Je t’ai vu au fond de la salle. Tu t’es approché, prudemment, comme un chasseur auprès de sa proie. Par ton regard, j’ai compris. J’ai détourné le mien, en direction du prochain. À ma droite; un nouveau profil. Si j’avais pris le temps de lui parler, j’aurais su qu’il voulait possiblement m’inviter à dîner. Incapable de faire marche arrière, j’étais prisonnière d’une autre étreinte. Celle-ci, quoique ferme et douce à la fois, ne me rassurait pas suffisamment. J’ai tenté de me laisser aller, mais je craignais d’y laisser ma dignité.
Comme tout le monde, j’ai vu ces nombreux films et leur famille parfaite; deux enfants, la maison de banlieue, le chien, le VUS et le chalet. Puis, il y a moi au centre de tous ces idéaux. Moi, planquée au milieu de la piste de danse, qui se demande si le grand A est essentiel à ma vie. Tant qu’à avoir un B, vaut mieux être seule que mal accompagnée.
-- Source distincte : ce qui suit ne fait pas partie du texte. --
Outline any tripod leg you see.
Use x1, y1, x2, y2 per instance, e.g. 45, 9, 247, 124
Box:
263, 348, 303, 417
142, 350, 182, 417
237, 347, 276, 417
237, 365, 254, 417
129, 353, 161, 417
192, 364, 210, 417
Notre génération est plutôt du type S : satisfaction soudaine simplement en swipant. On glisse d’un bord pis de l’autre et on enchaîne les pas sur une mélodie déjà fredonnée des dizaines de fois. À l’ère de la Tinder game, en deux-trois mouvements de doigts, on souhaite trouver notre refrain préféré. Too bad, le DJ en a abusé pis mon petit cœur est usé. À quoi bon danser un slow quand on peut danser en solo?
J’ai appris à être seule, mais aussi à composer avec toutes les chansons. Jusqu’à la prochaine balade des gens heureux, jusqu’à la prochaine balade des amoureux.